Car Sade fait de sa classe une succession de monstres, très clairement présentés comme criminels (surtout dans les Cent Vingt Journées de Sodome). Ses aristocrates sont des portraits d’êtres infâmes, et méritent d’être étudiés dans le contexte des calomnies vulgaires et pornographiques dont était victime à l’époque Marie-Antoinette. Si l’Ancien Régime abritait en effet de telles créatures, la Révolution se justifierait sans peine. Les œuvres de Sade pourraient donc servir de propagande révolutionnaire. Mais la philosophie de ses personnages est celle qui justifie ses propres actions ; il est impossible de dissocier la vie de Sade de sa philosophie.

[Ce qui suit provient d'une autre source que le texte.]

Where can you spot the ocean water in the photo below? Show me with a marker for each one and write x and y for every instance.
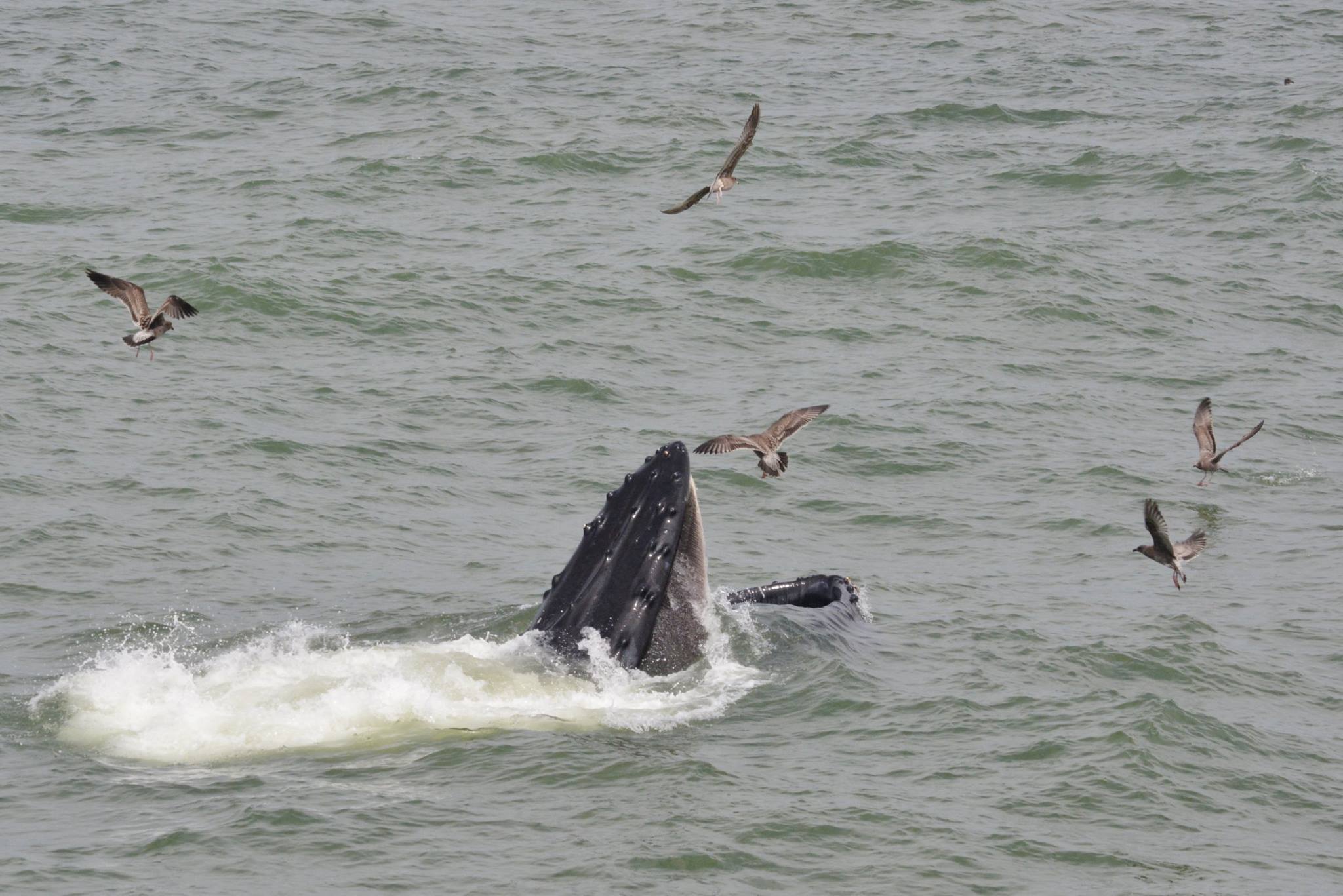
(264, 600)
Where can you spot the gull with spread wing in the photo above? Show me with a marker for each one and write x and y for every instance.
(1173, 555)
(724, 180)
(151, 325)
(766, 445)
(1208, 454)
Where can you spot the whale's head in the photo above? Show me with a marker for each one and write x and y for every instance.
(638, 575)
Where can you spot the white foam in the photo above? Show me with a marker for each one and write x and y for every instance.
(293, 690)
(1289, 478)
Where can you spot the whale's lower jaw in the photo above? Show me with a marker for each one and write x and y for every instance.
(679, 633)
(638, 575)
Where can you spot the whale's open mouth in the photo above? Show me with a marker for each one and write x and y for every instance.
(638, 575)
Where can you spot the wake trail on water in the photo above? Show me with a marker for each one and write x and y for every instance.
(305, 687)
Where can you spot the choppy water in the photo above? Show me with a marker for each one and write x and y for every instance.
(262, 598)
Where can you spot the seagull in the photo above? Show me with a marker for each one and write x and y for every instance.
(724, 182)
(1173, 555)
(766, 445)
(1208, 454)
(151, 325)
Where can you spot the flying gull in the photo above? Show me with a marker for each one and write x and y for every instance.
(766, 445)
(1208, 454)
(1173, 555)
(724, 182)
(151, 325)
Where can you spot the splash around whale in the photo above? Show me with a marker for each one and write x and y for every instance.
(631, 614)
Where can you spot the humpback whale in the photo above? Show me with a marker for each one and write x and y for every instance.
(638, 577)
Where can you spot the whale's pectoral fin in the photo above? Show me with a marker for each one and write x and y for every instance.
(807, 591)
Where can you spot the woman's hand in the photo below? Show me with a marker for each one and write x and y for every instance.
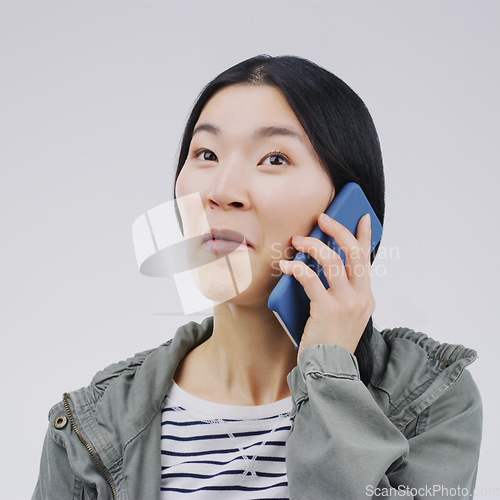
(338, 315)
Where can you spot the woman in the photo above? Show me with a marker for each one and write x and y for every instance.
(229, 409)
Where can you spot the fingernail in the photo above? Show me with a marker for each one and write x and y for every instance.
(283, 265)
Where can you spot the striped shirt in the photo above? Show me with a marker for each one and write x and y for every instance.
(213, 451)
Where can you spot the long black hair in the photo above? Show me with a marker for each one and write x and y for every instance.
(336, 122)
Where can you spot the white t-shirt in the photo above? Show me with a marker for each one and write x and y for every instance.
(223, 452)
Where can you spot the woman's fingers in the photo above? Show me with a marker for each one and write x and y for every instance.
(356, 249)
(306, 277)
(328, 259)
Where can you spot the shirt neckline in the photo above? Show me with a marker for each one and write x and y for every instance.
(177, 396)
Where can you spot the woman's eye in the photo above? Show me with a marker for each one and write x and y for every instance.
(206, 155)
(275, 160)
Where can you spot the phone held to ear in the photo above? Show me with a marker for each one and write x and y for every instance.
(288, 300)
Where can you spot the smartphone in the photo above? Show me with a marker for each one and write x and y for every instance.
(288, 300)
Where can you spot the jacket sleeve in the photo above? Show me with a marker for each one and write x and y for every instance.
(56, 478)
(342, 445)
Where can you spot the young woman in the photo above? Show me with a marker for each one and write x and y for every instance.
(228, 408)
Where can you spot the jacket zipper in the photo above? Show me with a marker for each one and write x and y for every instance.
(95, 459)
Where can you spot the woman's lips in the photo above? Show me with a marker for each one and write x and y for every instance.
(223, 241)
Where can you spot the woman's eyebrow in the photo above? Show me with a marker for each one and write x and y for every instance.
(262, 132)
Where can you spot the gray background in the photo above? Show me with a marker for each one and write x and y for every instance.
(94, 98)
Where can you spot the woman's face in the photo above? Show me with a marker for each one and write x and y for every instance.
(256, 173)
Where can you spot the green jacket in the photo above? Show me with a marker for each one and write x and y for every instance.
(417, 424)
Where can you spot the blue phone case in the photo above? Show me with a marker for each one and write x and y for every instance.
(288, 300)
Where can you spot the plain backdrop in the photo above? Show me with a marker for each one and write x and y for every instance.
(94, 97)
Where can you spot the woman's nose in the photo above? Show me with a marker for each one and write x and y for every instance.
(229, 188)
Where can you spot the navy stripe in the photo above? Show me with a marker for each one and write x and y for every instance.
(208, 421)
(222, 436)
(223, 473)
(224, 488)
(219, 462)
(222, 451)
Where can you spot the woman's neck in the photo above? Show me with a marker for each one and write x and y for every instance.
(244, 362)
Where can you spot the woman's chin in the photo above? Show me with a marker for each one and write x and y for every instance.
(223, 280)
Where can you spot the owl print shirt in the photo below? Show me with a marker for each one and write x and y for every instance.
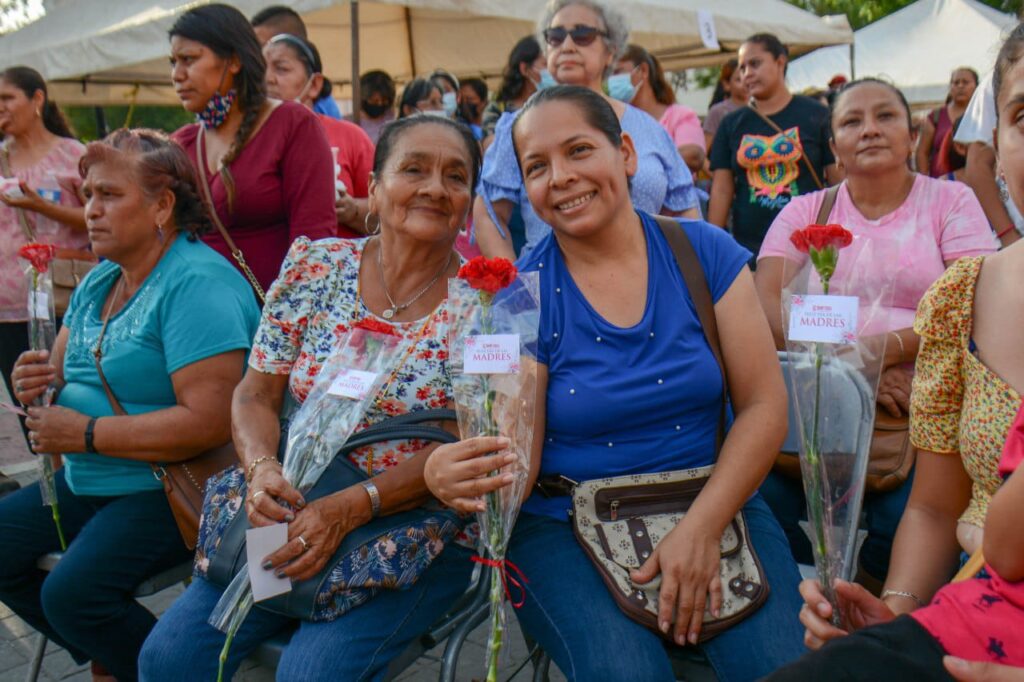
(767, 166)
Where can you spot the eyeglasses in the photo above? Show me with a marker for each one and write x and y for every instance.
(582, 35)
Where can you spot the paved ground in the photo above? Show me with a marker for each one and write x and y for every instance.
(17, 640)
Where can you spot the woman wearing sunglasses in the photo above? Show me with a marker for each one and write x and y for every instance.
(584, 40)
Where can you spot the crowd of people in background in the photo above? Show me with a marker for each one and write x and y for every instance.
(235, 252)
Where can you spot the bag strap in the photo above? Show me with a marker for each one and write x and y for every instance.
(204, 185)
(696, 283)
(826, 205)
(23, 219)
(803, 157)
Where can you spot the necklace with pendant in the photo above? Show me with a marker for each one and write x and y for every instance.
(398, 307)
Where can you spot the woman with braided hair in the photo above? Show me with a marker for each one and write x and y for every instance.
(263, 164)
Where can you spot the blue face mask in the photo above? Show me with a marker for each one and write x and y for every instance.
(449, 99)
(621, 87)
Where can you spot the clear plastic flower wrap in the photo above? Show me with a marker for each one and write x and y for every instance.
(836, 334)
(493, 341)
(42, 334)
(347, 384)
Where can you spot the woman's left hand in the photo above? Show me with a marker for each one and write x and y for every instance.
(56, 430)
(688, 560)
(314, 535)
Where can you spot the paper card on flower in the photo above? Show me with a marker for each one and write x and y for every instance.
(260, 543)
(823, 318)
(352, 384)
(39, 305)
(492, 353)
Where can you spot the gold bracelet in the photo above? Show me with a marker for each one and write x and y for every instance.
(902, 348)
(251, 470)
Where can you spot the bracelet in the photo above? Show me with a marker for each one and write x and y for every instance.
(251, 470)
(375, 498)
(902, 348)
(89, 434)
(902, 593)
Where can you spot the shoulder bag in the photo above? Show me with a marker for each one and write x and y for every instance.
(892, 455)
(803, 157)
(70, 266)
(361, 564)
(621, 520)
(184, 481)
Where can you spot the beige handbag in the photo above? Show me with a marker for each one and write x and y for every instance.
(621, 520)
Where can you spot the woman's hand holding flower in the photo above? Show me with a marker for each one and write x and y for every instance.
(457, 474)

Sa révolution à lui n’est donc pas la Révolution à laquelle il s’assimile pour sauver sa vie ; sa définition du républicanisme contenu dans Français, encore un effort si vous voulez être républicains n’est pas celle de la Révolution. Tout comme ses aristocrates sont la version extrême des roués de l’Ancien Régime et condamnent ce dernier, Français, encore un effort pousse la logique républicaine jusqu’au bout, où elle devient, pour la morale ordinaire, insupportable. Sade met autant au pilori les logiques monarchiste que révolutionnaire. Il satirise d’ailleurs les aristocrates révolutionnaires comme lui : les débauchés dans leur boudoir feront sortir Augustin au jardin avant de lire le pamphlet de Sade. Bien que la philosophie de liberté totale de Sade sous-entend l’égalité parfaite des hommes (pas des femmes, nous y viendrons), les classes sociales ne disparaissent jamais dans son œuvre – autre paradoxe de Sade. Dans ce cas, il faut admettre qu’il est probable que Sade n’y ait simplement jamais pensé.

Le paradoxe de cet aristocrate révolutionnaire se résout peut-être par la réalisation qu’aucun de ces deux systèmes n’offraient à Sade la liberté morale qu’il envisageait ; les deux réprouvaient autant l’un que l’autre ses pratiques sexuelles. C’est peut-être pour cela qu’il pouvait passer si facilement d’un monde à l’autre.